The Bengals have been big supporters of the 2018 Bill Walsh NFL Minority Coaching Fellowship program since Lewis is a product of the program named after Walsh, a Pro Football Hall of Fame coach that got his NFL start in Cincinnati as one of head coach Paul Brown’s top offensive lieutenants during the Bengals’ first eight seasons. Defensive coordinator Teryl Austin and defensive line coach Jacob Burney also were interns in the program.
On Tuesday the Bengals named their four Walsh interns:
-Gerald Chatman, special teams coordinator/outside linebackers coach at Tennessee State University. Chatman, who played on the defensive line at the University of Wisconsin-Oshkosh, also coached at Wisconsin-Oshkosh, as well as Ball State, Butler, Texas A&M and Elon. He’s also served as a coaching intern with the Broncos and Packers.

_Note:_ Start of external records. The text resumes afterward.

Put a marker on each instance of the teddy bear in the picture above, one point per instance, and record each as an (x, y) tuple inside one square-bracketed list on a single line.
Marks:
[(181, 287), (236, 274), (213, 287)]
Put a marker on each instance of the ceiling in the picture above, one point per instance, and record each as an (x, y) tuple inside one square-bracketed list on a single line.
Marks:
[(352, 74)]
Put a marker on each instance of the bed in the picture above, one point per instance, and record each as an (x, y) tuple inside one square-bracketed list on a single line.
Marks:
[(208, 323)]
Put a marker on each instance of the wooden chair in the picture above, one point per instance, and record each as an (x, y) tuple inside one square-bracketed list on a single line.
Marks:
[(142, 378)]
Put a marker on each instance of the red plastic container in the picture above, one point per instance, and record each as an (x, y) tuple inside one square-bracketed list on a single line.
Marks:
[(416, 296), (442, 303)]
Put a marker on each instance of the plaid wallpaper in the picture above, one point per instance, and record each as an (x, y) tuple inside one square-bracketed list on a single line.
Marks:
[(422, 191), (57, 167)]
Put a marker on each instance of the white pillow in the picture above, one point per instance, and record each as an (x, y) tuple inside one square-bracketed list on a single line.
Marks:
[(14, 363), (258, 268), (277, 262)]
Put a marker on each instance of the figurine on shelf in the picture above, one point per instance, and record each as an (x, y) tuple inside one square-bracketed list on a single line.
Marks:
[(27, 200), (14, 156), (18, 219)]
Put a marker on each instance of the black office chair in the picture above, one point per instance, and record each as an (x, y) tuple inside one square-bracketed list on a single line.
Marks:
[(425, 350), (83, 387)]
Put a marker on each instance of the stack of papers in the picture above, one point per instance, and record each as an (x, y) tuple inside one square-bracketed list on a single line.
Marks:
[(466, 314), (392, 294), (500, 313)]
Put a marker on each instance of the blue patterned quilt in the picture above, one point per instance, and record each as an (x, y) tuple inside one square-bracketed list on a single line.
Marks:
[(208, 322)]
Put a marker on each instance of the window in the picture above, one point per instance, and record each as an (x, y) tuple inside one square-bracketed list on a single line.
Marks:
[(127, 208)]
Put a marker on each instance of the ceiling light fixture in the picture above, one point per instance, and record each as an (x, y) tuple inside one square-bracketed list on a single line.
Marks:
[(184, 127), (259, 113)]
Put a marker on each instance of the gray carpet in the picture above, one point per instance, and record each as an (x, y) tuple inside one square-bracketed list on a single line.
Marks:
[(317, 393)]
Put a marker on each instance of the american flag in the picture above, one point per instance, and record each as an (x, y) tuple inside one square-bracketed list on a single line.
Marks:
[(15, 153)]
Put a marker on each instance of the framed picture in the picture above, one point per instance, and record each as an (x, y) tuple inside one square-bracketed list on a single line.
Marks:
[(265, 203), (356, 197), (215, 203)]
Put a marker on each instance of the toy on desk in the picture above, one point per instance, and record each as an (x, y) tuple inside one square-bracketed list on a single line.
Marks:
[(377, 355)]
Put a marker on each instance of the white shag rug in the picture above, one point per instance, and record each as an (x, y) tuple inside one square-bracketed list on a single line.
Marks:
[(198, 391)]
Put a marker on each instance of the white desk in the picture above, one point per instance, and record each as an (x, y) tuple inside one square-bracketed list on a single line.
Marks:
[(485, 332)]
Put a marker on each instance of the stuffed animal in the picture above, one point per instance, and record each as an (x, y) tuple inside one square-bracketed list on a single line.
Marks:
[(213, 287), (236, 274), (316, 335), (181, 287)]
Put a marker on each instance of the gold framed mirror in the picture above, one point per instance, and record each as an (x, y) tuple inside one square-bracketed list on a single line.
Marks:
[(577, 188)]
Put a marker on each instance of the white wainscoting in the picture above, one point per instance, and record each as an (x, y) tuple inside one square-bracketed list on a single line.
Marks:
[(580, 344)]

Chatman assisted with the Bengals’ defensive line during the last week of OTAs and continues through minicamp end on Thursday.
-Elizabeth “ZZ” Gore, assistant director of sports performance at the University of Houston. Gore, a track athlete in college at Purdue, helps lead Houston’s exercise science and performance training program for football and several other sports. She has previous strength and conditioning coaching experience at Mississippi State, the University of Montana and Purdue, and she was also a sports performance intern at the University of Cincinnati in 2013. Gore plans to assist the Bengals’ strength and conditioning staff during training camp.

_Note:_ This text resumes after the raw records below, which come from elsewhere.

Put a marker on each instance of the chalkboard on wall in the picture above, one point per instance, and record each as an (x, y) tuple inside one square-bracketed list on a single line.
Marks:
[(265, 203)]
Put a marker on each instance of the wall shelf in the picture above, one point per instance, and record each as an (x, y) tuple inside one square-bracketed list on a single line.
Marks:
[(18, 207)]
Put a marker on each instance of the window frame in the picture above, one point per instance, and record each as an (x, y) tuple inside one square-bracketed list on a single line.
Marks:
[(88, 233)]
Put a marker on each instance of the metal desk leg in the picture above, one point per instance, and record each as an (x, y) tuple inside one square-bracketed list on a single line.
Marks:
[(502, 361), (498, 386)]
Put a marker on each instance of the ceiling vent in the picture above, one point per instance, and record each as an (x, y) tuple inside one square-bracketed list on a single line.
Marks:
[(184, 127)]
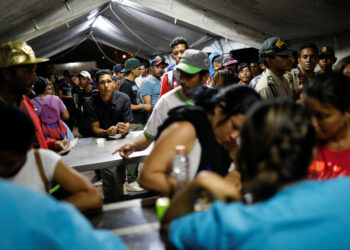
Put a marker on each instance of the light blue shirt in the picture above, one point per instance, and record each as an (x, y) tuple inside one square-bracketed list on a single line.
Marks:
[(30, 220), (151, 86), (308, 215)]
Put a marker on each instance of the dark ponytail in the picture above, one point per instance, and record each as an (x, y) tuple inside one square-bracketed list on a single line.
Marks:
[(276, 147), (237, 98)]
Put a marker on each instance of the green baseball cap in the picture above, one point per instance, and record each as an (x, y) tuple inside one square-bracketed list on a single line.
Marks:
[(274, 46), (131, 64), (193, 61)]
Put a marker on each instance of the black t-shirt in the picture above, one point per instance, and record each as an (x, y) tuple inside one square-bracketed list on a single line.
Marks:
[(119, 110), (130, 88), (82, 95)]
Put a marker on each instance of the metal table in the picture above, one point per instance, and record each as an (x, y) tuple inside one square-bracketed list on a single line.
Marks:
[(135, 221), (96, 153)]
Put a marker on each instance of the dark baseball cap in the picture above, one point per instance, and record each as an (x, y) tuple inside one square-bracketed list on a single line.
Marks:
[(156, 62), (131, 64), (327, 51), (228, 61), (274, 46)]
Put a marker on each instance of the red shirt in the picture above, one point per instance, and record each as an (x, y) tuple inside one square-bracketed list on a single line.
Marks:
[(27, 106), (329, 164)]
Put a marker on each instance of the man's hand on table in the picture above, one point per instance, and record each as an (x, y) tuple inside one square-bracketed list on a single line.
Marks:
[(123, 127), (125, 150)]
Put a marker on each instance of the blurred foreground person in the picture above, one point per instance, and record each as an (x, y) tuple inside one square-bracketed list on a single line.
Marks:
[(286, 212), (39, 169), (17, 74), (209, 131), (31, 220)]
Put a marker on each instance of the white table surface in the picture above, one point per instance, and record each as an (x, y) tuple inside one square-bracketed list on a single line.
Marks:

-Aaron McGinty, run game coordinator/outside linebackers coach at Millsaps College. McGinty has 10 years of college coaching experience, as well as NFL coaching intern experience with Jacksonville, Arizona, Carolina and Detroit. McGinty plans to assist with the Bengals’ linebackers during training camp.

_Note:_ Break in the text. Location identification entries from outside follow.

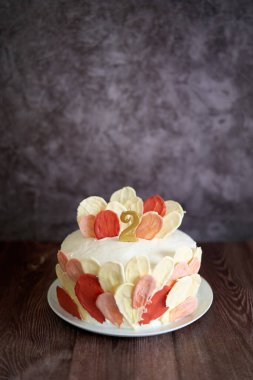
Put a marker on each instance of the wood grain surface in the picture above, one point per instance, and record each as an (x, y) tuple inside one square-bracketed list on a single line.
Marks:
[(36, 344)]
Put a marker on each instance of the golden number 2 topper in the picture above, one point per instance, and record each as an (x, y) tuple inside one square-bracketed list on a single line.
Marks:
[(128, 234)]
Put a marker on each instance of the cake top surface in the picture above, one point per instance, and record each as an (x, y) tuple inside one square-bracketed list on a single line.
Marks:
[(128, 218)]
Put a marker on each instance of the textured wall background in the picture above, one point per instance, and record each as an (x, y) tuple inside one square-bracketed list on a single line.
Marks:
[(155, 94)]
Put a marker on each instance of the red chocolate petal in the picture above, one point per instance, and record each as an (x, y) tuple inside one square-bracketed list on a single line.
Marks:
[(151, 223), (143, 291), (87, 290), (62, 260), (156, 307), (107, 305), (155, 203), (74, 269), (86, 225), (67, 303), (106, 224)]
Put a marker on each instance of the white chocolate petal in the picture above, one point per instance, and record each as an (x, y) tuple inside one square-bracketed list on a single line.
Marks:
[(179, 292), (123, 195), (165, 318), (197, 252), (135, 204), (123, 297), (69, 286), (163, 271), (183, 254), (171, 222), (137, 267), (91, 266), (111, 275), (118, 208), (90, 206), (174, 206), (196, 280)]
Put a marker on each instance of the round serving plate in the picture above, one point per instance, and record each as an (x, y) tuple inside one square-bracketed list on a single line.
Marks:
[(205, 299)]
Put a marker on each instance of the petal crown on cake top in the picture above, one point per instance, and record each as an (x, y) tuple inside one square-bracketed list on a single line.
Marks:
[(129, 217)]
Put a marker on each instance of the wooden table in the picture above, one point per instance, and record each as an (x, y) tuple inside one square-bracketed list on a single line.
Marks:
[(36, 344)]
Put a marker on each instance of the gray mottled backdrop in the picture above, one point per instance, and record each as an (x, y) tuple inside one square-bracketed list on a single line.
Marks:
[(99, 94)]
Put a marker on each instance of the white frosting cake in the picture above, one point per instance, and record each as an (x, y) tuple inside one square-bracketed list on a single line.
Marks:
[(111, 249), (128, 264)]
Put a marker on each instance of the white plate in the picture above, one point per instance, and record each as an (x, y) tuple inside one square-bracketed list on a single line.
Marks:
[(205, 299)]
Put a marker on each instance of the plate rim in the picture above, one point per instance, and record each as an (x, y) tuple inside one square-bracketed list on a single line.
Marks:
[(125, 332)]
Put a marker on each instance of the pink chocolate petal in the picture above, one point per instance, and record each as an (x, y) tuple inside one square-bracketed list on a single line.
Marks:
[(107, 305), (74, 269), (185, 308), (62, 260), (194, 265), (143, 291)]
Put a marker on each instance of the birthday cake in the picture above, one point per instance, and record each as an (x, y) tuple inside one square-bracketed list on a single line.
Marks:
[(128, 264)]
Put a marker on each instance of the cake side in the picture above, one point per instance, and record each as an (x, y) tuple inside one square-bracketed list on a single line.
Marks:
[(112, 249)]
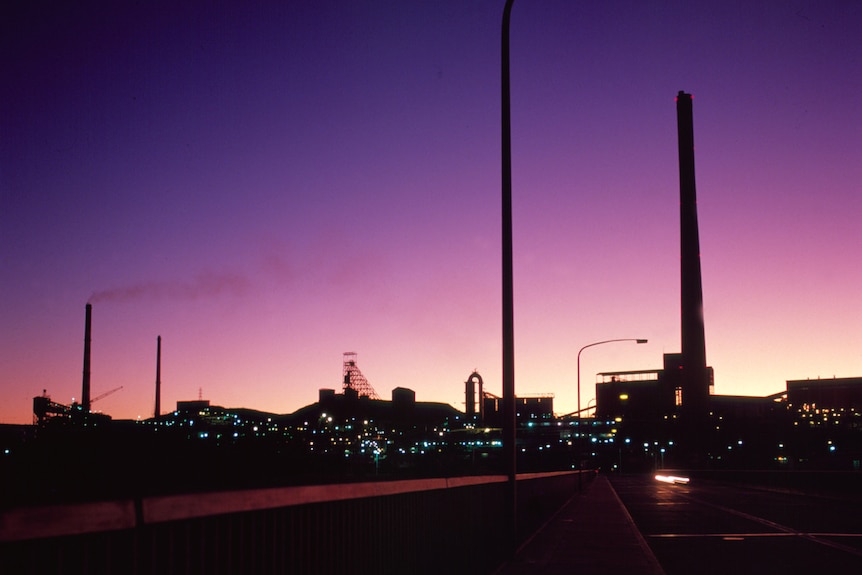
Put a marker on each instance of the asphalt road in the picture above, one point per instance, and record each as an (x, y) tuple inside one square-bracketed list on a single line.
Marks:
[(709, 527)]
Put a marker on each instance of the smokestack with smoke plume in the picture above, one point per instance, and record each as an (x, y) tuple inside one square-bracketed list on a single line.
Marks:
[(204, 285), (85, 387), (158, 410)]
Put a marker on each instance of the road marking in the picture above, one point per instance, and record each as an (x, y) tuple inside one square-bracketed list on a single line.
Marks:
[(783, 530)]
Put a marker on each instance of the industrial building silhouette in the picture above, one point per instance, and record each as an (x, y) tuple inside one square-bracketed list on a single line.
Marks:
[(642, 419)]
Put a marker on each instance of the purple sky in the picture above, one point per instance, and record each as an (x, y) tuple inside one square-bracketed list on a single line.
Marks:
[(268, 185)]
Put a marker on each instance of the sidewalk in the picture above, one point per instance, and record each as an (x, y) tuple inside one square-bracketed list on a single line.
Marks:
[(592, 533)]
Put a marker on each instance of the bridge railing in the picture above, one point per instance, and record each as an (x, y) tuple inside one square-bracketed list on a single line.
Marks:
[(417, 526)]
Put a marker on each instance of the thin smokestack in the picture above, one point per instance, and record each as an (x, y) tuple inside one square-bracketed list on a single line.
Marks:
[(158, 410), (695, 378), (85, 387)]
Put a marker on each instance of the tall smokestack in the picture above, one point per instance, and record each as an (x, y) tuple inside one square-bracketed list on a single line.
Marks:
[(695, 377), (158, 410), (85, 387)]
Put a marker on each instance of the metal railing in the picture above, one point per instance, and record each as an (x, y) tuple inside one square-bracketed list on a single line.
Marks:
[(417, 526)]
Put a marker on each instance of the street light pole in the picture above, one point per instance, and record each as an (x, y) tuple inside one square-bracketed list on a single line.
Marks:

-Isaac Parker, offensive coordinator at Lewis and Clark College. Parker, who played at Williamette University in Oregon, coached in the high school ranks in Oregon for 10 years before moving to the college game in 2015. He’ll assist with the Bengals’ offensive line during training camp.
“This program provides direct exposure for the NFL clubs to potential future coaching candidates,” Lewis said in a news release. “And for the candidates, it provides an opportunity to not only interact with NFL coaches, but also learn concepts, scheme and get an opportunity to continue to work at their craft.”
_Rookie quarterback Logan Woodside, a seventh-rounder out of Toldeo, practiced Tuesday after getting a DUI over the weekend, according to published reports. The reports said he was arrested Saturday at 3:46 a.m. by Bellevue, Ky., police. The Bengals said Tuesday they are aware of the incident and gathering more info.